O que acha do investimento de outras emissoras de tevê em dramaturgia?

Espero que esse momento de investimento perdure, porque assim teremos não só mais atores, mas mais técnicos, muita gente empregada. E isso é melhor para o espectador também. O problema é que geralmente essas coisas são fogo de palha. Minha torcida é para que isso persista, que também haja mais coisas independentes.

E para o teatro, quais são seus planos?

Vamos rever Um Circo de Rins e Fígado (de Gerald Thomas), para atualizá-la. Pretendemos viajar com a peça por algumas cidades do Brasil e depois temos uma apresentação acertada no segundo semestre em Nova Iorque, no La MaMa, um teatro off-Broadway no qual o Gerald já trabalhou. Tenho outros projetos de peça, mas nada decidido ainda.

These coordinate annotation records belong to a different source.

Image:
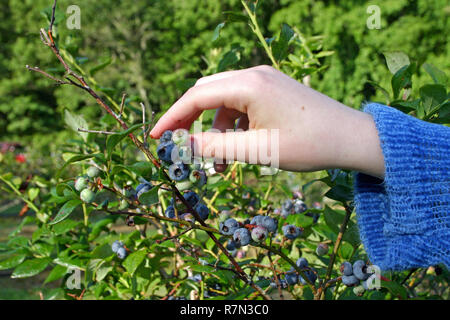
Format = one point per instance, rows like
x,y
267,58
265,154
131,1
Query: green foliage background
x,y
157,47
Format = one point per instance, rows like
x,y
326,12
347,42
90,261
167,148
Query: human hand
x,y
315,132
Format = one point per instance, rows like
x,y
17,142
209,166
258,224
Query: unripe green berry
x,y
93,172
87,195
81,183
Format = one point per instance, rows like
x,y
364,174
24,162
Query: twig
x,y
96,131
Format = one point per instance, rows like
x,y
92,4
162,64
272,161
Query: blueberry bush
x,y
127,217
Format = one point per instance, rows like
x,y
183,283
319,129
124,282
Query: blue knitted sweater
x,y
404,220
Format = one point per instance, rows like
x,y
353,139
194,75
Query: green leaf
x,y
432,95
57,273
402,79
216,32
281,46
396,60
150,197
12,262
66,210
439,76
30,268
114,139
134,260
75,122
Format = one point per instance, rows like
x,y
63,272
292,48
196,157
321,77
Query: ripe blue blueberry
x,y
178,171
121,253
291,278
291,232
164,151
259,234
180,136
228,227
299,206
359,270
143,188
93,172
87,195
116,246
242,236
322,249
198,177
350,281
302,263
166,137
202,210
192,198
256,220
346,268
81,183
269,223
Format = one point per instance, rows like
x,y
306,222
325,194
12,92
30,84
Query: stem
x,y
257,31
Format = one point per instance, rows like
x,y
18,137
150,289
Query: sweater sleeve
x,y
404,220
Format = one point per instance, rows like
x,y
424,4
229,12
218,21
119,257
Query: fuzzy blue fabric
x,y
404,220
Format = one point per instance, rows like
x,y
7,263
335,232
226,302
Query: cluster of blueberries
x,y
119,248
357,276
175,152
291,277
82,184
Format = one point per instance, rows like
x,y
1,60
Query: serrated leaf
x,y
12,262
30,268
150,197
75,122
396,60
134,260
65,211
439,76
57,273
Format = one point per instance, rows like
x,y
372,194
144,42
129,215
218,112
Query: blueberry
x,y
228,227
346,268
322,249
358,290
259,234
192,198
202,210
170,212
81,183
269,223
350,281
143,188
121,253
187,217
302,263
166,137
359,270
180,136
291,232
123,204
93,172
299,206
116,246
178,171
198,177
164,151
291,278
87,195
241,236
256,220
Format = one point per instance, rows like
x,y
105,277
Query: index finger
x,y
227,92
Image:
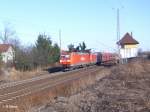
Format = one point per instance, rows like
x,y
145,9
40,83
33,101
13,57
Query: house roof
x,y
127,39
4,47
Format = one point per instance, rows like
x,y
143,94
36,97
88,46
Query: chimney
x,y
131,34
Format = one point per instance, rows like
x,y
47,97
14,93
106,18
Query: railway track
x,y
12,91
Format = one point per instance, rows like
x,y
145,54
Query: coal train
x,y
80,59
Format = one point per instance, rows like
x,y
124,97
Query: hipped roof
x,y
127,39
4,47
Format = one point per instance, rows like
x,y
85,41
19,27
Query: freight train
x,y
80,59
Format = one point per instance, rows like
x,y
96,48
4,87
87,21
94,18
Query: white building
x,y
128,46
7,53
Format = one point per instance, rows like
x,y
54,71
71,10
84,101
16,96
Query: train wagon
x,y
77,59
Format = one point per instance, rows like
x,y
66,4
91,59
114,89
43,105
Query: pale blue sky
x,y
92,21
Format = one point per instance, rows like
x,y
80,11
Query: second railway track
x,y
32,86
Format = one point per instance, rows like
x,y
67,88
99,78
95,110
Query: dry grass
x,y
126,89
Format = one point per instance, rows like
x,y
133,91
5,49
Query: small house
x,y
128,47
7,53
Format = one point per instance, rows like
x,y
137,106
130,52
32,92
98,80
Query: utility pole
x,y
60,40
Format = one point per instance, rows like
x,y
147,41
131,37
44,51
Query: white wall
x,y
8,56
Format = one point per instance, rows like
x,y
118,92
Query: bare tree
x,y
7,33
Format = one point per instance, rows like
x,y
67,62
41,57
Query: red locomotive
x,y
77,59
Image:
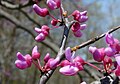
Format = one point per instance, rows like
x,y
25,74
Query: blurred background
x,y
17,22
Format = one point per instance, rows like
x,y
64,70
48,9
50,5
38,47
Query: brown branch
x,y
16,6
44,78
93,40
12,19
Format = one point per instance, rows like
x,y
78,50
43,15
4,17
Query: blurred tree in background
x,y
17,22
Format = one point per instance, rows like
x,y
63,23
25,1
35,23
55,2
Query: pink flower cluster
x,y
72,64
105,54
42,33
26,61
79,17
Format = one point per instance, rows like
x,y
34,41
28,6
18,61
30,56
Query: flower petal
x,y
69,70
68,54
21,64
40,37
117,57
20,56
109,38
78,33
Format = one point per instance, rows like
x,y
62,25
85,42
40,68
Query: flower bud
x,y
40,11
53,4
54,22
35,53
40,37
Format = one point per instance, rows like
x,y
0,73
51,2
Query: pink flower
x,y
50,63
109,39
54,22
117,71
42,33
35,53
72,65
53,4
40,11
23,62
109,51
78,33
80,16
75,27
98,54
117,58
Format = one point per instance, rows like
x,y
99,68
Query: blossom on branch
x,y
72,65
53,4
42,33
40,11
23,62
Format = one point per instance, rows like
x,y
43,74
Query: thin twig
x,y
91,41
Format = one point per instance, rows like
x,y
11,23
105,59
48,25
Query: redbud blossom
x,y
117,58
40,11
23,62
75,27
78,33
53,4
109,51
73,65
83,26
80,16
42,33
109,39
98,54
40,37
35,53
47,57
54,22
117,71
50,63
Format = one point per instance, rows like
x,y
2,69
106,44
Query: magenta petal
x,y
21,64
20,56
83,26
110,51
35,50
28,59
92,49
78,33
117,57
109,39
68,54
47,57
64,63
51,4
75,27
69,70
117,71
54,63
83,13
40,37
38,30
98,55
83,19
40,11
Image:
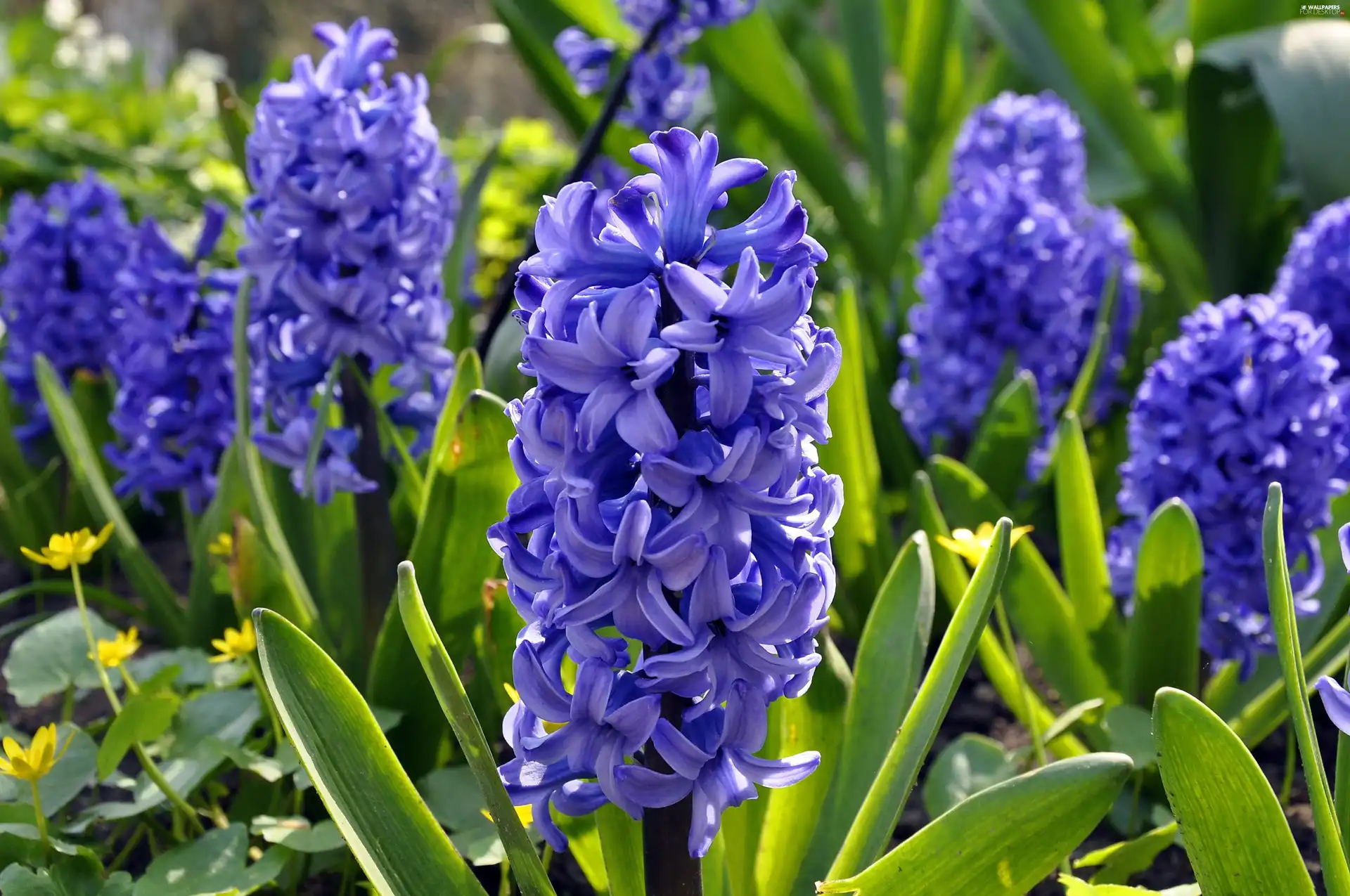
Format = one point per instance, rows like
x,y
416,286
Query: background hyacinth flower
x,y
1015,268
1316,274
352,216
670,491
172,358
1247,396
61,258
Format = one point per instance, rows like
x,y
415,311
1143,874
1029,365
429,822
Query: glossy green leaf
x,y
1027,826
1040,610
952,580
1083,545
1164,632
1211,780
454,702
384,821
1282,620
792,815
873,826
967,765
86,469
1299,67
1008,432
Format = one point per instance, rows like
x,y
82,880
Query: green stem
x,y
41,819
152,770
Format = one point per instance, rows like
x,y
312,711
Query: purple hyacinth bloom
x,y
670,490
1316,274
1247,396
61,258
352,218
172,356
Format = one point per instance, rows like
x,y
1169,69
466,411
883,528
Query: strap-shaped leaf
x,y
375,806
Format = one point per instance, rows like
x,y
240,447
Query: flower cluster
x,y
350,220
1316,274
670,491
1014,270
61,257
662,91
1247,396
172,356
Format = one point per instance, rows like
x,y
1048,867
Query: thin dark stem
x,y
374,521
670,869
504,296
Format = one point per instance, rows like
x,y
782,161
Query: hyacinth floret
x,y
63,253
352,216
1316,274
670,491
172,356
1015,269
1248,394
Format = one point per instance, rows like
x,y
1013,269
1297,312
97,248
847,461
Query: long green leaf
x,y
873,828
1083,547
1282,620
953,580
1164,632
1232,824
1025,828
389,829
454,703
167,613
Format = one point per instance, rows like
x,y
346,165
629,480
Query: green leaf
x,y
1282,620
85,466
1119,862
1083,545
1009,429
1211,781
970,764
388,828
1040,610
873,828
212,864
810,722
1028,825
143,718
1299,67
299,834
1164,632
454,703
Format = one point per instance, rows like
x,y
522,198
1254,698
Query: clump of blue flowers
x,y
1247,396
173,362
352,216
61,258
1015,270
1316,274
670,491
662,89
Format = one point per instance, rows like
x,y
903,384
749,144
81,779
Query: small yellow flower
x,y
69,550
974,544
122,648
34,762
236,644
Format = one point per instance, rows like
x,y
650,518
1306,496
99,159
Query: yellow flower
x,y
974,544
114,654
69,550
34,762
236,644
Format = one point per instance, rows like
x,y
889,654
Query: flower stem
x,y
152,770
39,819
585,158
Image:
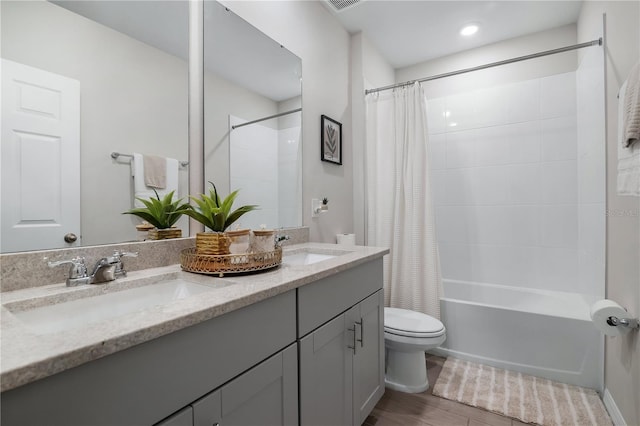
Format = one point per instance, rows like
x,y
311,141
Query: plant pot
x,y
239,241
212,243
164,234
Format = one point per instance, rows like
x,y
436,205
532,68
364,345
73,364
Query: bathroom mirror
x,y
128,63
248,78
111,75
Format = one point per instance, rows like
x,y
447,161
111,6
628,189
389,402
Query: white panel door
x,y
40,158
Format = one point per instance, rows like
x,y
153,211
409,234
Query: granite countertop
x,y
27,355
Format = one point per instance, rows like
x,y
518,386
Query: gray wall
x,y
622,355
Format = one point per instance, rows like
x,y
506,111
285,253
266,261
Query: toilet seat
x,y
402,322
407,335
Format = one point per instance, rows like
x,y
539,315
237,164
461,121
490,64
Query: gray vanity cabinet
x,y
265,395
368,359
326,373
342,358
148,382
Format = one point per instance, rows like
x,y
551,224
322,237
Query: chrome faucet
x,y
106,269
111,267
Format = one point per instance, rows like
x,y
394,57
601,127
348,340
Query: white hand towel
x,y
631,109
155,171
141,190
629,157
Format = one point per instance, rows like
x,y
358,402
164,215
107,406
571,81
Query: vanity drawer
x,y
324,299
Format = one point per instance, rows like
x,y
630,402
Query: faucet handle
x,y
118,254
77,270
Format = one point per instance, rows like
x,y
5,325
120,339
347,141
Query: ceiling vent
x,y
340,5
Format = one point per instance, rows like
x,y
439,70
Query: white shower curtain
x,y
398,196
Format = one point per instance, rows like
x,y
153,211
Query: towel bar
x,y
115,155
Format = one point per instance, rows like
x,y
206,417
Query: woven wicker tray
x,y
229,263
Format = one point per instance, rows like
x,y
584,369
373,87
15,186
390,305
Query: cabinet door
x,y
326,373
183,417
368,360
265,395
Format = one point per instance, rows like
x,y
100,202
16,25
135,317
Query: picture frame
x,y
330,140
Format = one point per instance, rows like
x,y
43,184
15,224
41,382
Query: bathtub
x,y
543,333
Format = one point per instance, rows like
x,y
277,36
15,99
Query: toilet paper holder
x,y
614,321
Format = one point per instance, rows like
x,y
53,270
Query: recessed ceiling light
x,y
470,29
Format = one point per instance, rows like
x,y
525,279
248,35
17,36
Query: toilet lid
x,y
410,323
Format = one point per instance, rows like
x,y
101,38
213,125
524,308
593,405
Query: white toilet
x,y
407,335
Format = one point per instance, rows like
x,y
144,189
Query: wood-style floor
x,y
405,409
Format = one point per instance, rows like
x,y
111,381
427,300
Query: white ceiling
x,y
410,32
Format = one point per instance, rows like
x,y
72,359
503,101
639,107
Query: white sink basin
x,y
305,258
78,313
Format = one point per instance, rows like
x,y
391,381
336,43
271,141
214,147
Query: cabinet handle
x,y
354,339
361,339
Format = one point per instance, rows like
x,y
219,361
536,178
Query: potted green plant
x,y
162,213
215,214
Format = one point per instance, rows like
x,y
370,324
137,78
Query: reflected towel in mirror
x,y
141,190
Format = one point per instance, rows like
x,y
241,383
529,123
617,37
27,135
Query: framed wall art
x,y
331,140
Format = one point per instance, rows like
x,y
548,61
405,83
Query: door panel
x,y
40,158
326,374
265,395
368,363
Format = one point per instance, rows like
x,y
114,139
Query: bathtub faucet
x,y
624,322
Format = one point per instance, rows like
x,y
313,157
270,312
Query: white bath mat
x,y
527,398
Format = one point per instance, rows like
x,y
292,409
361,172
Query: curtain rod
x,y
266,118
493,64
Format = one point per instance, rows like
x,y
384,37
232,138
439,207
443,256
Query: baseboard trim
x,y
612,408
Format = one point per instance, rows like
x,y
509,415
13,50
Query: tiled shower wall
x,y
265,165
505,182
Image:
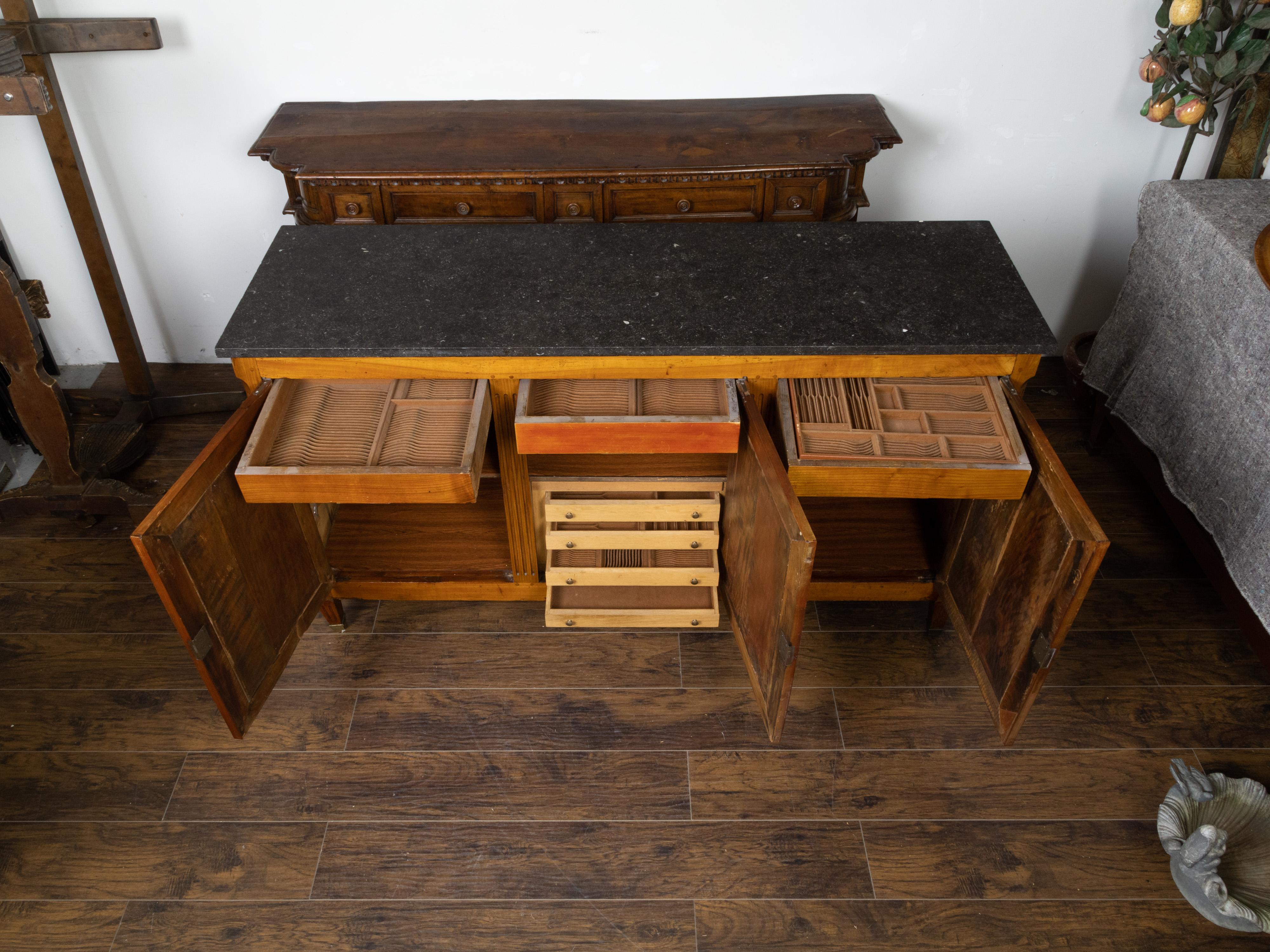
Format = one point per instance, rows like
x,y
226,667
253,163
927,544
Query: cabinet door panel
x,y
1015,576
768,548
242,582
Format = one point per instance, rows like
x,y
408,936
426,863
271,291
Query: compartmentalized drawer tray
x,y
368,441
907,437
632,607
628,417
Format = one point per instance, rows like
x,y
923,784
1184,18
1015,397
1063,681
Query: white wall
x,y
1015,111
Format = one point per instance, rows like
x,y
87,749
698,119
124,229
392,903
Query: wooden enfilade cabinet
x,y
725,161
650,426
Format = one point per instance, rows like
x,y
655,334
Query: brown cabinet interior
x,y
1012,573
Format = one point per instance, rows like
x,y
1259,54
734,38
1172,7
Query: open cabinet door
x,y
1015,574
768,548
242,582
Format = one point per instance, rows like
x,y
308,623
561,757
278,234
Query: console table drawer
x,y
633,535
627,417
732,201
906,437
429,205
633,567
623,506
368,441
632,607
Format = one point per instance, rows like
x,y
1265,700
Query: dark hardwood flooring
x,y
455,777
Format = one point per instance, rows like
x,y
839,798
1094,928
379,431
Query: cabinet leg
x,y
938,618
515,474
333,611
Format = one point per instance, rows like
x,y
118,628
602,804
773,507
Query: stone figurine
x,y
1211,822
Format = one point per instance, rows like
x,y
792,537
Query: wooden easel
x,y
79,477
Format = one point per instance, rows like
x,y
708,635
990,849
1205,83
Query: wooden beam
x,y
37,37
86,218
23,96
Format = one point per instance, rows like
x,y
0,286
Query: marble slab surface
x,y
642,290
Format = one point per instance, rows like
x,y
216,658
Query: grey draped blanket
x,y
1186,362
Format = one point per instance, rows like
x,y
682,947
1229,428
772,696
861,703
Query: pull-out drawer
x,y
627,417
633,567
732,201
368,441
632,607
907,437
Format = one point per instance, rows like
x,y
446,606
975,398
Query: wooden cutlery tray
x,y
912,437
368,441
631,554
628,417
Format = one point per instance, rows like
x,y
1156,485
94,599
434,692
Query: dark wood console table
x,y
740,161
449,323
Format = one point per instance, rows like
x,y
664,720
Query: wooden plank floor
x,y
457,777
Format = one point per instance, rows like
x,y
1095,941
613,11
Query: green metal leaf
x,y
1196,43
1240,37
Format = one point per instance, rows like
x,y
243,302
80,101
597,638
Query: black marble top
x,y
643,290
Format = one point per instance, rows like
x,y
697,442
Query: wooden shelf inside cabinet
x,y
627,417
368,441
901,437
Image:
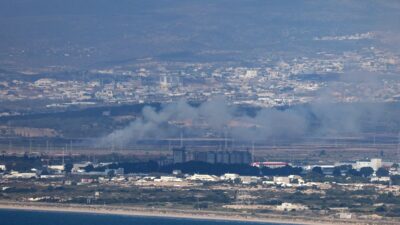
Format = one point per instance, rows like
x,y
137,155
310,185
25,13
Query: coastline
x,y
166,213
147,212
180,214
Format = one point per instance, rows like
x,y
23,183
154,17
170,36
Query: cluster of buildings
x,y
273,82
181,155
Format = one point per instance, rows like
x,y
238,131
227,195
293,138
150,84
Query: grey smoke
x,y
323,117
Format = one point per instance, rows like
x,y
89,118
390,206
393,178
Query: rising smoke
x,y
321,118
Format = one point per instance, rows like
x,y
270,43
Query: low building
x,y
374,163
270,164
291,207
380,179
168,179
230,177
281,180
250,179
203,177
17,175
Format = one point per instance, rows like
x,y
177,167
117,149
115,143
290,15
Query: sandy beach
x,y
189,214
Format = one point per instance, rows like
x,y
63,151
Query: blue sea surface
x,y
24,217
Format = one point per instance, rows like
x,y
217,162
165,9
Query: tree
x,y
382,172
366,171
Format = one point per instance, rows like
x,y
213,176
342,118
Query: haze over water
x,y
21,217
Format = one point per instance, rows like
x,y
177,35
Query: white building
x,y
229,177
375,164
291,207
17,175
282,180
203,177
168,179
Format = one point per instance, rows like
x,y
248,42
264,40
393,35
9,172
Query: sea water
x,y
25,217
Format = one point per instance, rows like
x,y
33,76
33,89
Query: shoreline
x,y
166,213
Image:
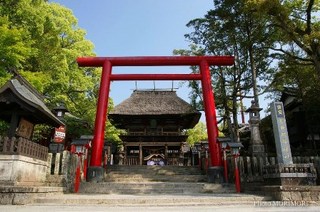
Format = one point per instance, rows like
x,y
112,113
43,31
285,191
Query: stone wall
x,y
22,170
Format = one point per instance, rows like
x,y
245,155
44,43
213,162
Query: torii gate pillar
x,y
95,171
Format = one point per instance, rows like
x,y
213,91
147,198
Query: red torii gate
x,y
95,171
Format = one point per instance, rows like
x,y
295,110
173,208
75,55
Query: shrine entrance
x,y
95,170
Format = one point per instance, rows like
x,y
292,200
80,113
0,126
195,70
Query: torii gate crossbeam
x,y
95,171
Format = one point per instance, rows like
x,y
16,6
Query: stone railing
x,y
22,146
62,168
253,169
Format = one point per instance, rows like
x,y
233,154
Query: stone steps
x,y
154,174
156,178
154,188
150,200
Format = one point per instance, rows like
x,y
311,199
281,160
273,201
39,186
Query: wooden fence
x,y
22,146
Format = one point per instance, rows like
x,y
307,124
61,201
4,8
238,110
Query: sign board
x,y
281,133
59,134
25,129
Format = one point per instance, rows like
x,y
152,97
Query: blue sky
x,y
138,28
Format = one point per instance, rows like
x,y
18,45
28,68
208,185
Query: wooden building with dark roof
x,y
155,122
19,101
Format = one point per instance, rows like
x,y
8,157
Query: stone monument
x,y
256,147
286,172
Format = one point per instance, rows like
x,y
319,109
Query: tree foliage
x,y
197,134
231,29
42,41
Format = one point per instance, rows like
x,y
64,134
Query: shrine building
x,y
155,122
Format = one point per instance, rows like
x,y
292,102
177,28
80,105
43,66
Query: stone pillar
x,y
140,155
285,173
256,147
57,164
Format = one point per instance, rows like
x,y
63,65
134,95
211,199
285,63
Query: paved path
x,y
98,208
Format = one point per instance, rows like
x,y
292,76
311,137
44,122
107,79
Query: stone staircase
x,y
154,180
152,186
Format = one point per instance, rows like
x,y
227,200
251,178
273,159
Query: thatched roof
x,y
153,102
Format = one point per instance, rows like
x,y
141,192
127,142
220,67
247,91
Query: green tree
x,y
231,29
298,26
42,41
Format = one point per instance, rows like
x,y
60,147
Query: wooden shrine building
x,y
155,123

Pretende retomar a parceria com o diretor Felipe Hirsch?

Adoro o Felipe porque ele adora pesquisa como eu. Em A Morte do Caixeiro Viajante, íamos estrear e resolvemos ficar mais duas semanas pesquisando. A concepção dele de Os Solitários também foi ótima. É um diretor inteligentíssimo. Estou com ele na mira, me dei muito com ele.